Enclosure, Colbinstown, Co. Kildare
Co. Kildare |
Enclosures
Near Colbinstown in County Kildare, a near-perfect circle lies buried beneath a farmer's field, invisible to anyone walking the ground but clearly legible from the air. The site exists, as far as current knowledge goes, only as a cropmark, a phenomenon where buried ditches or banks cause the vegetation above them to grow differently, producing patterns that show up in aerial photographs as ghostly outlines. In this case, the circle measures approximately 22 metres in diameter, enough to suggest a substantial enclosure of some kind, though its age and purpose have not yet been formally established.

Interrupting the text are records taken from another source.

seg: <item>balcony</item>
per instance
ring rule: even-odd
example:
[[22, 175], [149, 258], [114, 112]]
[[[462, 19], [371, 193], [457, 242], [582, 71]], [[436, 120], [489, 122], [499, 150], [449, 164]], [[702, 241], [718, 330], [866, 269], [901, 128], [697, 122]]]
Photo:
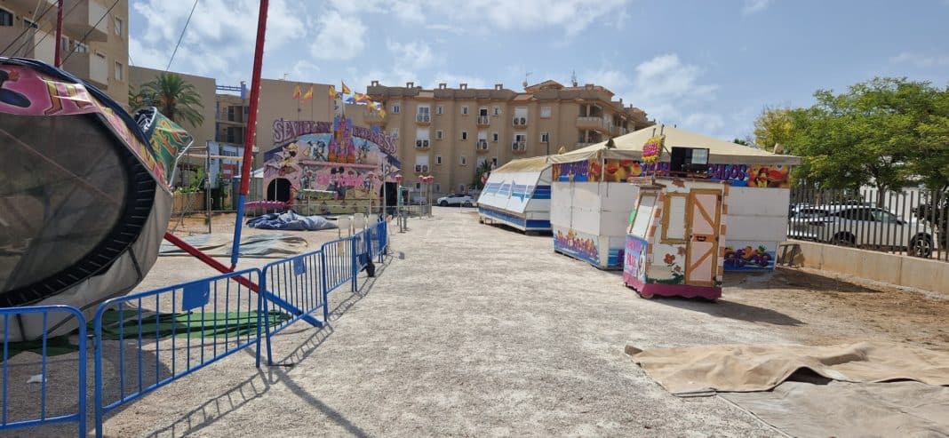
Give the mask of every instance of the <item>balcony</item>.
[[[70, 35], [86, 35], [86, 42], [105, 42], [109, 39], [110, 17], [102, 18], [108, 8], [100, 0], [65, 0], [64, 10], [70, 12], [63, 16], [63, 30]], [[127, 29], [122, 29], [127, 30]]]
[[370, 125], [385, 124], [385, 119], [382, 119], [382, 114], [379, 111], [366, 110], [365, 114], [363, 115], [363, 120]]
[[608, 133], [609, 128], [606, 123], [603, 121], [601, 117], [578, 117], [577, 118], [577, 128], [579, 129], [592, 129], [596, 131], [601, 131], [604, 133]]
[[63, 64], [63, 69], [102, 90], [109, 86], [109, 63], [104, 56], [75, 52]]
[[[36, 3], [33, 2], [30, 8], [35, 6]], [[13, 43], [4, 56], [31, 58], [53, 64], [53, 58], [56, 57], [56, 37], [43, 30], [34, 29], [17, 40], [16, 37], [20, 36], [21, 32], [23, 28], [15, 26], [0, 27], [0, 46], [6, 47]]]

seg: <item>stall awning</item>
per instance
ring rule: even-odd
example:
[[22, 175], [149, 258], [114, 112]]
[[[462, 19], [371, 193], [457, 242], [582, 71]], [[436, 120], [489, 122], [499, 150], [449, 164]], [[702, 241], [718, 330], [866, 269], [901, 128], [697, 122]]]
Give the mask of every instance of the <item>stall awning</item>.
[[[659, 132], [659, 127], [643, 128], [625, 136], [614, 137], [615, 149], [607, 149], [606, 142], [603, 141], [576, 151], [550, 155], [548, 161], [550, 163], [572, 163], [595, 157], [638, 160], [642, 155], [642, 145]], [[665, 135], [665, 148], [667, 150], [671, 150], [674, 146], [708, 148], [709, 164], [801, 164], [801, 158], [798, 156], [779, 155], [680, 128], [666, 126], [662, 133]], [[667, 152], [662, 153], [661, 161], [669, 161]]]

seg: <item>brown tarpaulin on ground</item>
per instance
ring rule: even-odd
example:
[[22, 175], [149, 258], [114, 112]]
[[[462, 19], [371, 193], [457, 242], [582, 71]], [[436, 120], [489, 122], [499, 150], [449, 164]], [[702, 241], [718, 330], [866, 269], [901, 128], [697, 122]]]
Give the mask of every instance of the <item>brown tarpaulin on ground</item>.
[[788, 381], [719, 394], [796, 437], [949, 436], [949, 388], [918, 382]]
[[916, 380], [949, 385], [949, 353], [883, 342], [830, 346], [717, 345], [626, 353], [677, 395], [768, 391], [809, 369], [846, 382]]

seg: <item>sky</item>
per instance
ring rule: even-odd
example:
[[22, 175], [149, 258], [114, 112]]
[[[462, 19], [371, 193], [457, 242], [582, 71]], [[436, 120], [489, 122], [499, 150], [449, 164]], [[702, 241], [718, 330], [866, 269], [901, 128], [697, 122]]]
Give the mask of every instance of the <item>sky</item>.
[[[132, 65], [165, 69], [194, 3], [131, 0]], [[251, 82], [258, 2], [199, 0], [170, 70]], [[649, 119], [744, 138], [768, 106], [875, 76], [949, 85], [949, 0], [271, 0], [263, 77], [609, 88]]]

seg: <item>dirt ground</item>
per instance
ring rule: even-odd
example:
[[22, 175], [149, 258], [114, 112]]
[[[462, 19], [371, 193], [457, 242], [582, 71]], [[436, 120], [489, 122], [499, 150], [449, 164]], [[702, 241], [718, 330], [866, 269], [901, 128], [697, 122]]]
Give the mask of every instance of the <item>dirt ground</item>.
[[[949, 296], [779, 268], [729, 273], [716, 303], [642, 300], [618, 272], [555, 254], [549, 236], [479, 225], [467, 209], [437, 208], [409, 227], [393, 229], [393, 257], [375, 279], [331, 294], [329, 325], [296, 323], [274, 338], [279, 365], [257, 369], [252, 350], [239, 352], [120, 408], [106, 435], [774, 436], [718, 397], [668, 394], [623, 348], [865, 339], [949, 348]], [[212, 274], [162, 257], [140, 290]], [[56, 364], [74, 367], [75, 356]], [[68, 393], [74, 381], [54, 384]]]

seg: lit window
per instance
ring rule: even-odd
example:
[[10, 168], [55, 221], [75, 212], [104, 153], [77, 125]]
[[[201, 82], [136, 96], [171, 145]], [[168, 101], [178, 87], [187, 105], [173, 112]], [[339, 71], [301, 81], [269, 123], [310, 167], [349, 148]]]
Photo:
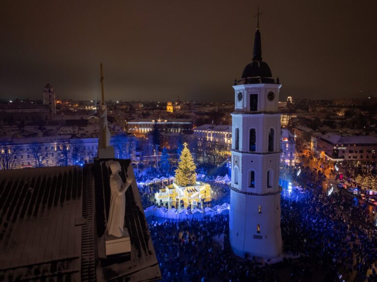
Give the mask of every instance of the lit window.
[[274, 130], [270, 129], [268, 131], [268, 152], [274, 152]]
[[270, 171], [267, 171], [267, 188], [270, 188], [272, 186], [271, 186], [272, 184], [272, 181], [271, 178], [271, 174], [270, 173]]
[[252, 128], [249, 132], [249, 150], [251, 152], [255, 152], [257, 133], [255, 129]]
[[250, 188], [255, 188], [255, 172], [251, 171], [250, 172]]
[[238, 184], [238, 168], [237, 167], [235, 168], [235, 184]]

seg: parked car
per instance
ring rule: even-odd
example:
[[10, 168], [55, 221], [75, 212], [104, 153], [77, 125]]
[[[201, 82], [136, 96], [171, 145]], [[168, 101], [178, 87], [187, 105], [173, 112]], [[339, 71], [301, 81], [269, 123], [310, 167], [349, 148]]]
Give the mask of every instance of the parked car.
[[304, 190], [304, 188], [302, 187], [300, 187], [299, 186], [296, 186], [296, 190], [298, 191], [298, 192], [301, 194], [305, 194], [305, 190]]
[[351, 193], [352, 194], [357, 194], [357, 188], [354, 188], [353, 187], [350, 187], [349, 188], [348, 188], [346, 191], [349, 193]]

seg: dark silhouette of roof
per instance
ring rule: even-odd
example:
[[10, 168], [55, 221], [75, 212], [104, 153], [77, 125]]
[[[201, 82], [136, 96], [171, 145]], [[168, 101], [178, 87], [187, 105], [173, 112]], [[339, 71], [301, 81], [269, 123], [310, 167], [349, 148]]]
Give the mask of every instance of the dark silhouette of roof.
[[[134, 177], [129, 160], [114, 160], [123, 181]], [[125, 195], [131, 253], [106, 256], [110, 173], [102, 160], [0, 171], [0, 281], [160, 280], [136, 181]]]
[[82, 170], [0, 172], [0, 280], [80, 281]]
[[254, 38], [253, 61], [247, 64], [242, 72], [242, 79], [237, 84], [253, 84], [258, 83], [275, 83], [270, 67], [262, 61], [262, 46], [260, 32], [257, 29]]

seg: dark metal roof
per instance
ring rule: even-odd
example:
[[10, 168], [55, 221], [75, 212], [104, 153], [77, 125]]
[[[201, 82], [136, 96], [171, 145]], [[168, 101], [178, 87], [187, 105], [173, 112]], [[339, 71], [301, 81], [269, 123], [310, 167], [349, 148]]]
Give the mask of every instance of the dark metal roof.
[[0, 281], [80, 281], [82, 170], [0, 172]]
[[262, 47], [260, 32], [257, 29], [254, 38], [253, 61], [248, 64], [243, 69], [242, 79], [236, 82], [236, 84], [256, 84], [259, 83], [275, 83], [270, 67], [262, 61]]

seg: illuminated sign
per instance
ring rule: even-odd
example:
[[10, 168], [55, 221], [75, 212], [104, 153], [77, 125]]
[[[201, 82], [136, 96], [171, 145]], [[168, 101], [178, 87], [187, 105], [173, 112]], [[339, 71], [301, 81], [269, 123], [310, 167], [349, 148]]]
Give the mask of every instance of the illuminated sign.
[[329, 190], [329, 194], [328, 194], [328, 196], [330, 196], [331, 195], [331, 193], [332, 193], [332, 192], [334, 191], [334, 187], [331, 187], [331, 188], [330, 188], [330, 190]]

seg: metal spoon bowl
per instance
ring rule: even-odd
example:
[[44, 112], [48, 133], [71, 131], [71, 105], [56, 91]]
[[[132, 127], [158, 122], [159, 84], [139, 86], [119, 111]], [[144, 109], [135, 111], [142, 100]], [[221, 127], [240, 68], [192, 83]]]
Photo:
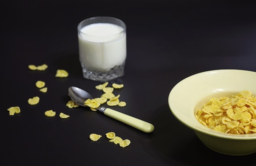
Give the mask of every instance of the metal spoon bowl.
[[[68, 88], [68, 94], [74, 102], [84, 107], [86, 106], [84, 103], [87, 99], [93, 98], [93, 97], [86, 91], [74, 86]], [[155, 128], [153, 124], [150, 123], [109, 108], [100, 106], [96, 109], [107, 116], [146, 133], [151, 132]]]

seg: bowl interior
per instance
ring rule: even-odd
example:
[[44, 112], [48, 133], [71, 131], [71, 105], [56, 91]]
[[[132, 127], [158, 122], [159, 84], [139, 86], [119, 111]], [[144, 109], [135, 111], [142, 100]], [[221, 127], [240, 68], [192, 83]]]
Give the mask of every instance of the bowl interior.
[[168, 98], [173, 115], [191, 129], [205, 134], [229, 139], [256, 140], [256, 133], [232, 134], [208, 128], [196, 119], [196, 111], [213, 97], [231, 97], [248, 90], [256, 96], [256, 72], [224, 69], [202, 72], [189, 76], [176, 85]]

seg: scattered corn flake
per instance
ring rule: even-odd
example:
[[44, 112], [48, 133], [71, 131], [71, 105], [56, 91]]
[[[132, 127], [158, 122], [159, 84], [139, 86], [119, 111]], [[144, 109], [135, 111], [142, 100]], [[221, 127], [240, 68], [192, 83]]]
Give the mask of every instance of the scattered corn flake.
[[97, 141], [98, 140], [102, 135], [99, 134], [92, 133], [90, 135], [89, 138], [92, 141]]
[[36, 83], [36, 86], [38, 88], [41, 88], [45, 85], [45, 83], [42, 81], [38, 81]]
[[30, 105], [35, 105], [39, 102], [40, 98], [38, 96], [34, 97], [33, 98], [30, 98], [27, 102]]
[[231, 98], [213, 98], [198, 111], [195, 117], [203, 125], [218, 131], [255, 133], [256, 98], [248, 90]]
[[38, 70], [45, 70], [47, 68], [48, 68], [48, 66], [46, 64], [43, 64], [42, 65], [38, 66], [36, 68]]
[[56, 112], [51, 109], [45, 112], [45, 115], [49, 117], [53, 117], [56, 115]]
[[121, 138], [120, 137], [116, 136], [114, 138], [109, 140], [110, 142], [114, 142], [115, 144], [117, 144], [120, 143], [123, 139]]
[[31, 70], [36, 70], [37, 69], [37, 68], [34, 65], [29, 65], [28, 66], [29, 69]]
[[108, 139], [113, 139], [116, 136], [116, 134], [113, 132], [110, 132], [106, 133], [106, 136]]
[[124, 101], [120, 101], [118, 105], [119, 107], [125, 107], [126, 105], [126, 103]]
[[14, 114], [19, 114], [20, 113], [20, 109], [18, 106], [11, 107], [7, 109], [9, 111], [9, 115], [13, 115]]
[[110, 93], [114, 91], [114, 88], [112, 87], [105, 87], [102, 89], [102, 91], [106, 93]]
[[98, 90], [102, 90], [103, 88], [107, 86], [108, 84], [108, 82], [106, 82], [102, 84], [99, 85], [95, 86], [95, 88]]
[[105, 97], [105, 98], [108, 99], [109, 99], [110, 98], [112, 98], [115, 96], [115, 94], [114, 94], [112, 93], [105, 93], [104, 94], [103, 94], [101, 96], [101, 97]]
[[112, 87], [115, 89], [120, 89], [124, 87], [124, 84], [117, 84], [116, 83], [113, 83], [112, 84]]
[[39, 91], [42, 92], [46, 93], [47, 92], [47, 87], [43, 87], [43, 88], [41, 88], [39, 90]]
[[75, 108], [79, 107], [79, 105], [72, 100], [68, 101], [66, 104], [66, 106], [70, 108]]
[[116, 105], [118, 105], [119, 102], [119, 99], [118, 98], [117, 98], [111, 101], [108, 101], [107, 102], [107, 105], [109, 106], [115, 106]]
[[119, 143], [119, 145], [123, 148], [124, 148], [126, 147], [131, 143], [131, 142], [130, 140], [128, 139], [126, 139], [122, 140]]
[[32, 70], [45, 70], [47, 68], [48, 66], [46, 64], [43, 64], [42, 65], [36, 66], [34, 65], [29, 65], [28, 66], [28, 68], [29, 69]]
[[70, 116], [69, 115], [65, 114], [62, 112], [61, 112], [59, 115], [60, 117], [63, 119], [65, 119], [67, 118], [69, 118]]
[[58, 69], [56, 72], [55, 77], [67, 77], [68, 76], [68, 73], [64, 70]]

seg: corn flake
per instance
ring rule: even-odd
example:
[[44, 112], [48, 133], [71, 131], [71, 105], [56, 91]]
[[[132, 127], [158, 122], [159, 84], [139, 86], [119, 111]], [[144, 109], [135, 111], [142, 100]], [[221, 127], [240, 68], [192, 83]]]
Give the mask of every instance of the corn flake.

The enclosure came to light through aerial imagery captured on 28 June 2018, when conditions were dry enough for the cropmark to register clearly on Google Earth photography. Circular enclosures of this general type are well known across the Irish midlands and can represent a range of different things: early medieval ringforts, which were enclosed farmsteads typically dating from roughly the sixth to the twelfth century; prehistoric burial enclosures; or other forms of enclosed settlement. Without excavation or further survey, it is not possible to assign Colbinstown's circle to any one category. What the aerial photograph does confirm is that something deliberate was once dug into the ground here, and that the soil still remembers it.